И тут даже этот адвокат его понял.
– А-а… Ну, это зависит от вас и ваших друзей, если они у вас есть. Может, всю жизнь, как сказал судья Браммедж. Но лет через двадцать – двадцать пять вы по закону имеете право хлопотать об амнистии или проситься на поруки, если у вас есть влиятельные друзья и если там, в Парчмене, вы будете себя вести как надо.
– А если у кого друзей нет? – сказал он.
– У людей, которые прячутся в кустах и стреляют по человеку, даже не крикнув: «Защищайся», – даже не свистнув, у таких, конечно, друзей не бывает, – сказал адвокат. – Значит, чтобы оттуда выйти, вам остается только надеяться на самого себя.
– Ладно, – сказал он с тем же непоколебимым, с тем же бесконечным терпением. – Я потому и жду не дождусь, чтобы вы перестали болтать и мне все объяснили. Что мне надо делать, чтобы выйти оттуда через двадцать или двадцать пять лет?
– Главное – не пытаться бежать, не участвовать ни в каких заговорах, чтобы помочь бежать другим. Не вступать в драку с другими заключенными или со стражей. Исполнять все, что прикажут, от работы не отлынивать, не жаловаться, не возражать, делать все, пока не прикажут прекратить работу. Другими словами, вести себя как следует, и если бы вы так себя вели все время, с того самого дня, прошлой осенью, когда вы решили прокормить свою корову даром за счет мистера Хьюстона, то вы бы и сейчас не сидели в этой камере и не спрашивали бы, как вам отсюда выбраться. А главное – не делайте попыток к бегству.
– Попыток? – переспросил он.
– Не пробуйте удрать. Не пытайтесь бежать.
– Не пытаться? – повторил он.
– Ведь все равно это невозможно, – сказал адвокат, с трудом сдерживая подступающую злость. – Все равно уйти нельзя. Не удастся. Никогда не удается. Нельзя задумать побег, чтобы другие не узнали, а тогда они тоже будут пытаться бежать вместе с вами, и всех вас поймают. И если даже вам удастся от всех скрыть свои планы и вы убежите один, часовой подстрелит вас, когда вы будете перелезать через ограду. Так что, даже если вы не попадете в морг или в больницу, вас вернут в тюрьму и прибавят еще срок – еще двадцать пять лет. Теперь вы поняли?
– Значит, мне только одно и надо, чтобы выйти лет через двадцать – двадцать пять? Не пытаться бежать. Ни с кем не драться. Делать, что велят, слушаться, когда приказывают. А главное – не пытаться бежать.
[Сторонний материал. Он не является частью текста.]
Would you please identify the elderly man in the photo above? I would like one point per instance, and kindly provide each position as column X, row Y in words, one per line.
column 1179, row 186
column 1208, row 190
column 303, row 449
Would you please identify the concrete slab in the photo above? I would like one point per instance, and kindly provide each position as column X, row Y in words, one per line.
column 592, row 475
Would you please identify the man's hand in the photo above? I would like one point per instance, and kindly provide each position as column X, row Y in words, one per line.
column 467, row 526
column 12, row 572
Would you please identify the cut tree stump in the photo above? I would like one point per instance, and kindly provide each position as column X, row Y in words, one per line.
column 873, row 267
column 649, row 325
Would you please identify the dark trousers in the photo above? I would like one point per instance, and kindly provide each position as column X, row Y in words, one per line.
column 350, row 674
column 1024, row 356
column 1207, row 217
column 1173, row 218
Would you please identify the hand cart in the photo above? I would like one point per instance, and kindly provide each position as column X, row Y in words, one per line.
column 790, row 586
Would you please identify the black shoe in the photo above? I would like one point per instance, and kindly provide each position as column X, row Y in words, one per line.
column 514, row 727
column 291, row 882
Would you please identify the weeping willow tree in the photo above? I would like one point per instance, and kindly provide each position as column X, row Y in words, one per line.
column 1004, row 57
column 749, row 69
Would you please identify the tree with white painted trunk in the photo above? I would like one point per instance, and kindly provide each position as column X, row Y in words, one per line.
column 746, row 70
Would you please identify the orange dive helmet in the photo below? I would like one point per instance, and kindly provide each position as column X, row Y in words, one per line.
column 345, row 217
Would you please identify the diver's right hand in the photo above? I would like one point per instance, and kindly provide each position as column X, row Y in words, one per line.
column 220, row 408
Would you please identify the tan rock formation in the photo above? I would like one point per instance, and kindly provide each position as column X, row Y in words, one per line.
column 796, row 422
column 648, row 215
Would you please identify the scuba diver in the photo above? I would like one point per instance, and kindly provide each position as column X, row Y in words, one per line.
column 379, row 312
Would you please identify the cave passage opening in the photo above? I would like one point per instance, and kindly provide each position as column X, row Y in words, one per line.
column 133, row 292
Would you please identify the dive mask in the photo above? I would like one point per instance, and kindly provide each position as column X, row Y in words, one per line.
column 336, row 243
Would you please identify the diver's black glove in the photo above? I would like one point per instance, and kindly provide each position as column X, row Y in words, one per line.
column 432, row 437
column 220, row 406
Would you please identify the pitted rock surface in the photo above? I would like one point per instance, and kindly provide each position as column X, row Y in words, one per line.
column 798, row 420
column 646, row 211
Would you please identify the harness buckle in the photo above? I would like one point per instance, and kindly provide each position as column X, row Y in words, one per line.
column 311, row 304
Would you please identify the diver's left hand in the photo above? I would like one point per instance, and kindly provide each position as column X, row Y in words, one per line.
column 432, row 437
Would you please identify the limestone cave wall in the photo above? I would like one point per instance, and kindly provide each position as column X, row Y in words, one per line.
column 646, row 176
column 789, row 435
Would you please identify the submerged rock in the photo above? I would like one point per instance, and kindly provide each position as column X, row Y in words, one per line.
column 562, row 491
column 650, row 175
Вот все, что мне надо делать, чтобы выйти на свободу через двадцать – двадцать пять лет.
– Правильно, – сказал адвокат.
– Ладно, – сказал он. – Теперь ступайте спросите судью, так это или нет, а если он скажет, что так, пусть пришлет мне бумагу, где все будет написано.
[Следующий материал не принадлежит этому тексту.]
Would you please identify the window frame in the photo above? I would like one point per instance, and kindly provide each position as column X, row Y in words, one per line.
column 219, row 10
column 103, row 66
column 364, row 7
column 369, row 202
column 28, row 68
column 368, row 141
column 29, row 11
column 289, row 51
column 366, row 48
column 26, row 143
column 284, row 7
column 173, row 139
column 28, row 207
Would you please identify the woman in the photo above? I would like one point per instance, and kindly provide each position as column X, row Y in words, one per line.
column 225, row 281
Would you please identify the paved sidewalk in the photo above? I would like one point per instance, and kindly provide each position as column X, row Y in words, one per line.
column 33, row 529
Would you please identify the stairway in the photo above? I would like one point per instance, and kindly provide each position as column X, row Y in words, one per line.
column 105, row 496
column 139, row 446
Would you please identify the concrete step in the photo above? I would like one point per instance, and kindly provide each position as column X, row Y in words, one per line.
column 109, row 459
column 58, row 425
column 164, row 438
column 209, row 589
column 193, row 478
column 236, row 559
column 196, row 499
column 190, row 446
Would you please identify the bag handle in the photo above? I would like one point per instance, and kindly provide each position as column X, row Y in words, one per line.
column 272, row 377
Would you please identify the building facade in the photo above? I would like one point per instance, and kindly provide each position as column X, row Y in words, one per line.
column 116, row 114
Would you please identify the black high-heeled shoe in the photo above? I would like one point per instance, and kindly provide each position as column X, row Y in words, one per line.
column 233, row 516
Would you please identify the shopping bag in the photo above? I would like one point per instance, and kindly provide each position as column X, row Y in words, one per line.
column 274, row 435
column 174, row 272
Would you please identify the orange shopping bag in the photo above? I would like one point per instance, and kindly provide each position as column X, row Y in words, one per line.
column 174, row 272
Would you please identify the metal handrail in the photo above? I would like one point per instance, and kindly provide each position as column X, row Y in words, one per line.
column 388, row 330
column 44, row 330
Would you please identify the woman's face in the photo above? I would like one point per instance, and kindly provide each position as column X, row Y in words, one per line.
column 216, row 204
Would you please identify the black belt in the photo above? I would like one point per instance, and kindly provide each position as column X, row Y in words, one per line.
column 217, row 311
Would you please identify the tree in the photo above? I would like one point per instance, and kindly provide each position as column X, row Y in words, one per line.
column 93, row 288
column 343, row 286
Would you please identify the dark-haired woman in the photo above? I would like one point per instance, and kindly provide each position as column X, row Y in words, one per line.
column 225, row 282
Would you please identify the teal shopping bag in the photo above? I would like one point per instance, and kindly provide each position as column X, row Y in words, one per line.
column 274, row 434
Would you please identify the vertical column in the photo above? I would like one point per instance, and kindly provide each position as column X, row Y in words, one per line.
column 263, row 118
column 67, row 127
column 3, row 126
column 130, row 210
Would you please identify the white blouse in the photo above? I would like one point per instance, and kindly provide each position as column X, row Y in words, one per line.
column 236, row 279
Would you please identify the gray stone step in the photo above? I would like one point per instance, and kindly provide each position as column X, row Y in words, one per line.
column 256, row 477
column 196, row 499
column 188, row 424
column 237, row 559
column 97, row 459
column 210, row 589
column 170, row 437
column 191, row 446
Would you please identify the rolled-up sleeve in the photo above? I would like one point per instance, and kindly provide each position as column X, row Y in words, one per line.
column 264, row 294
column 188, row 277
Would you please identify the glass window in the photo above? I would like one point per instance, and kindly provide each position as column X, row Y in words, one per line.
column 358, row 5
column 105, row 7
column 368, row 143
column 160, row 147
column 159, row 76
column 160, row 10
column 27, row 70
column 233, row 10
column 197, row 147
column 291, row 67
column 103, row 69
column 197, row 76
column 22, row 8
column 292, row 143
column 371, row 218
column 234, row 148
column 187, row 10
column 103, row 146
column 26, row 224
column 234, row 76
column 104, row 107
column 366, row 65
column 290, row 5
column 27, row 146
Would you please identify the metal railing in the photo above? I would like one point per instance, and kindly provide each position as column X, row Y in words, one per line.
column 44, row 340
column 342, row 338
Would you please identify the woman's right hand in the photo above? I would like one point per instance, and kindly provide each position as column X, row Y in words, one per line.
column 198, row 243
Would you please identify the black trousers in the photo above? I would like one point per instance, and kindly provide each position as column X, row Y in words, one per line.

– Значит, вы мне не верите? – сказал адвокат.
– Никому я не верю, – сказал он. – Некогда мне тратить двадцать, а то и двадцать пять лет, чтобы проверить, правильно вы сказали или же нет. У меня дело будет, когда я выйду. Так что мне надо знать. Мне бы получить бумагу от судьи.
– Значит, вы мне, как видно, никогда и не верили, – сказал адвокат. – Значит, вы, как видно, считаете, что я все ваше дело провалил? Может, вы считаете, что, если бы не я, вы бы тут не сидели? Так или не так?
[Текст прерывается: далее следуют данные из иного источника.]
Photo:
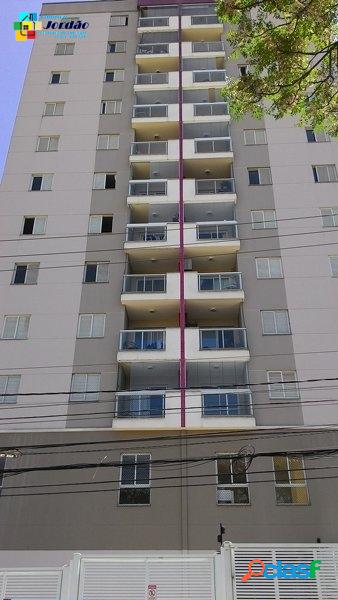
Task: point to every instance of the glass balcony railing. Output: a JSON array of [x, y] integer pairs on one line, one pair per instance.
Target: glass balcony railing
[[148, 187], [152, 49], [205, 146], [208, 76], [144, 284], [150, 111], [211, 109], [138, 406], [146, 233], [215, 186], [204, 19], [224, 231], [151, 78], [148, 148], [207, 46], [142, 339], [227, 404], [223, 339], [153, 22], [219, 282]]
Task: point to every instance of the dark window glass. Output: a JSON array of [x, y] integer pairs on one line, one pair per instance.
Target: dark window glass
[[110, 181], [20, 274], [90, 276], [107, 224], [310, 134], [56, 78], [28, 226], [254, 177], [36, 183]]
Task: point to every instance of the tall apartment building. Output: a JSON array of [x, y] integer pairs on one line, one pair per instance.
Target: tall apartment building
[[168, 297]]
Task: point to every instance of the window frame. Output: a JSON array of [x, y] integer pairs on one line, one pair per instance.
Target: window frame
[[274, 311], [255, 142], [231, 485], [92, 316], [268, 259], [134, 485], [12, 399], [93, 395], [18, 317], [284, 378], [290, 485]]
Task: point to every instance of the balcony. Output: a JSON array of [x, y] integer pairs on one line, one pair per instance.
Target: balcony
[[208, 237], [205, 409], [219, 148], [158, 191], [157, 23], [144, 295], [152, 81], [143, 239], [211, 344]]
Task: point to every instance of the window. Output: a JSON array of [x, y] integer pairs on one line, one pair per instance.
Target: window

И он, Минк, сказал с тем же непоколебимым, терпеливым спокойствием:
– Вы все сделали, что могли. Просто неподходящий вы человек для такого дела. Вы молодой, горячий, но мне не то нужно. Ловкач, деляга, чтоб умел дела делать. А вы не такой. Ступайте-ка лучше, возьмите для меня бумагу от судьи.
Но тут он, адвокат, даже попытался рассмеяться.
– И не подумаю! – сказал он. – Суд отпустил меня сегодня же, как только вынесли вам приговор. Я просто зашел попрощаться, узнать, не могу ли я чем-нибудь помочь. Но, очевидно, люди, у которых нет друзей, и в помощи не нуждаются.
– Но я-то вас еще не отпустил! – сказал Минк и встал не торопясь, но тут адвокат вскочил, метнулся к запертой двери, уставившись на маленького человечка, который шел на него, щуплый, невзрачный, безобидный с виду, как ребенок, но смертельно опасный, как мелкая змея – вроде молодой гадюки, кобры или медянки. И адвокат закричал, завопил, и уже по лестнице затопал тюремщик, дверь с грохотом распахнулась, и тюремщик встал на пороге с револьвером в руке.
– Что случилось? – крикнул он. – Что он вам хотел сделать?
– Ничего, – сказал адвокат. – Все в порядке. Я кончил. Выпустите меня.